Books for the Resistance
The past week I have been fascinated by the student movement in the United States that has risen up to advocate for gun control. Their passion and arguments for their cause are commendable. Seeing these student activists organize school walkouts and boycotts is inspiring.
Perhaps it shouldn't be surprising though. As Jennifer Ansbach said on twitter recently "I’m not sure why people are so surprised that the students are rising up—we’ve been feeding them a steady diet of dystopian literature showing teens leading the charge for years. We have told teen girls they are empowered. What, you thought it was fiction? It was preparation."

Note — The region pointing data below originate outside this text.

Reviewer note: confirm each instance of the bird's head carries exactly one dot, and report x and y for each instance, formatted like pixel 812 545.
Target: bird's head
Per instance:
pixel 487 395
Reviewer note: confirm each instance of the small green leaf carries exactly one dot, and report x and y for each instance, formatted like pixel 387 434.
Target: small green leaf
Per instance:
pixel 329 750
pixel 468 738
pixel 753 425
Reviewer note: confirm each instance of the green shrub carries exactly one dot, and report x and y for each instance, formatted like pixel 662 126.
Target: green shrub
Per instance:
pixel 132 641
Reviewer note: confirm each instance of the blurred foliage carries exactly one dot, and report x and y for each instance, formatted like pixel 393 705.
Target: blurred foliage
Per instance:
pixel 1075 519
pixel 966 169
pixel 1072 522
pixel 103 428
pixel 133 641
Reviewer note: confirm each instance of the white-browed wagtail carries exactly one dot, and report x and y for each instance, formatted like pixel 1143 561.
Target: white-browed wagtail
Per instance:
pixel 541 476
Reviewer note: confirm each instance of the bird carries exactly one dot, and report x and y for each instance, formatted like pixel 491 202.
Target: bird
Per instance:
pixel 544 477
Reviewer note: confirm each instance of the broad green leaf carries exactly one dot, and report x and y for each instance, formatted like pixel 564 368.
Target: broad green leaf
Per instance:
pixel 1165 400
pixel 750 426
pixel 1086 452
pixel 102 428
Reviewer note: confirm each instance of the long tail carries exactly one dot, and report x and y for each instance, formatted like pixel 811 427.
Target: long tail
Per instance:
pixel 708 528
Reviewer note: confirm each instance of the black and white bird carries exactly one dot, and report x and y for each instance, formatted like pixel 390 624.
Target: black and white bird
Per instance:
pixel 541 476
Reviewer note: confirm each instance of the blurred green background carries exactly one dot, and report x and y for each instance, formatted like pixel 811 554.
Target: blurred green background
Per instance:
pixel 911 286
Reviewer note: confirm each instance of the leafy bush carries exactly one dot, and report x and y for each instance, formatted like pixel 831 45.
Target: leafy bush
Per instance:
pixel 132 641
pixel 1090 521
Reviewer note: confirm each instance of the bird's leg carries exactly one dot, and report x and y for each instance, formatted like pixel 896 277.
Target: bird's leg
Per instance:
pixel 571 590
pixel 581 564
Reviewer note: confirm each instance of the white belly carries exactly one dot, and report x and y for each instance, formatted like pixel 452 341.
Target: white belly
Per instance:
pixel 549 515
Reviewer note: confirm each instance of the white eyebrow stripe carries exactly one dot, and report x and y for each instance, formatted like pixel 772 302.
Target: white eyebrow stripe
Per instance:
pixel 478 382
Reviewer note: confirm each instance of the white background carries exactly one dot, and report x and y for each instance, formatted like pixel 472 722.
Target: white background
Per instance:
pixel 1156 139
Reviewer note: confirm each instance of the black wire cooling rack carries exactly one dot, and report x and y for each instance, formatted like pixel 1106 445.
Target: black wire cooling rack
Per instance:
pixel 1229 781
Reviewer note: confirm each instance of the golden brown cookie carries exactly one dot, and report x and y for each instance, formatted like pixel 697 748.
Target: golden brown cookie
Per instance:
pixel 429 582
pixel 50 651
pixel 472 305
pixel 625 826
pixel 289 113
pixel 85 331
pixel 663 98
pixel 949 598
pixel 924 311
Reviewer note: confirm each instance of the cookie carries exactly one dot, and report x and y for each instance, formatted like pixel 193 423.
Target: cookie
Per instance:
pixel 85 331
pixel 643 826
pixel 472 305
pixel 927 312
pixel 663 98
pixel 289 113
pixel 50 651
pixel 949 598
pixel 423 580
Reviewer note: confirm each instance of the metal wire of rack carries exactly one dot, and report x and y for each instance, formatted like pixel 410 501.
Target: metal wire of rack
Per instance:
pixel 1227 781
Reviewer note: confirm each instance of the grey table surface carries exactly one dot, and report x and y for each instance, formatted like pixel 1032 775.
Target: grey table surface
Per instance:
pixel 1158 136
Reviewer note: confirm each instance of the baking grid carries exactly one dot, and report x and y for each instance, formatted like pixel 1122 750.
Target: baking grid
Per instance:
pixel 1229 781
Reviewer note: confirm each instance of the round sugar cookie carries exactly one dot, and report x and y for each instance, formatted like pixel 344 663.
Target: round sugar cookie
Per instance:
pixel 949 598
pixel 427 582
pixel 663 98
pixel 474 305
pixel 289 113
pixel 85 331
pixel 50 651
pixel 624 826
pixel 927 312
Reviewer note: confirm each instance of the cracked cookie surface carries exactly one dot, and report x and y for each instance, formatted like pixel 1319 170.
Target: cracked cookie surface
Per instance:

However, dystopian books like The Hunger Games are not the only literature that teach students to resist and rise up. Many realistic fiction and non-fiction books teach students lessons about courage and standing up against authority. Check out these books for characters who see a problem in the world and take action to solve it.
- The Hate U Give, by Angie Thomas, addresses issues of racism and police brutality. In the book, the main character Starr sees her friend fatally shot by a police officer. As the only witness, she must decide whether to speak out publicly against police brutality and possibly endanger herself and her family.
- All American Boys, by Jason Reynolds and Brendan Kiely, also focuses on racism and police brutality. Similar to The Hate U Give, this book starts with an attack by a police officer on the main character, who is arrested for a crime he didn't commit. As the plot unfolds, students struggle with issues of racism, eventually standing up to community members and the police in order to make their voices heard.
- March is a graphic novel collection by Congressman John Lewis, Andrew Aydin, and Nate Powell. It outlines the civil rights movement in the United States from the point of view of John Lewis, who was active in the movement. Living in Canada, I had only a vague idea of how the civil rights movement unfolded. Reading these three graphic novels was fascinating, since it taught about peaceful resistance and the many ways civil rights activists protested and spread their message.
- Ban This Book, by Alan Gratz, tells the story of Amy Anne Ollinger, a quiet girl who defies the rules. When Amy Anne's favourite book is banned from the school library, she starts a banned book library out of her school locker. Amy Anne learns to speak out, stand up against school authorities, and stand up for herself over the course of the book.
- Hoot, by Carl Hiaassen, recounts the story of some middle school students who work to protect the habitat of endangered burrowing owls, which is being destroyed to build a restaurant. Students take on a corrupt construction company and organize a protest to save the owls.
- Malala's Magic Pencil, by Malala Yousafzai, is a book I have mentioned before, but it bears repeating. It retells the story of Malala and how she stood up for education for girls everywhere. The pictures beautifully support the message that young people can stand up and change the world.
- Letters to a Prisoner, by Jacques Goldstyn, is a wordless story about a man who is thrown in jail for speaking out. People (including children) from around the world write letters that free him from his prison.
These books teach valuable lessons about speaking out against injustice and standing up for what we believe. Historically, this has not been a main focus in schools, which are facilities for creating the next generation of workers, not disrupting the status quo. Some school officials don't always know how to handle students challenging authority, as evidenced by schools that have threatened to suspend students who participate in upcoming walkouts. However, if we want to create citizens who challenge injustice when they see it and work to improve our community, schools need to support students when they seek to make change. Providing literary role models teaches lessons in courage and strength. These books teach that given the chance, young people can change the world; we just have to step out of their way.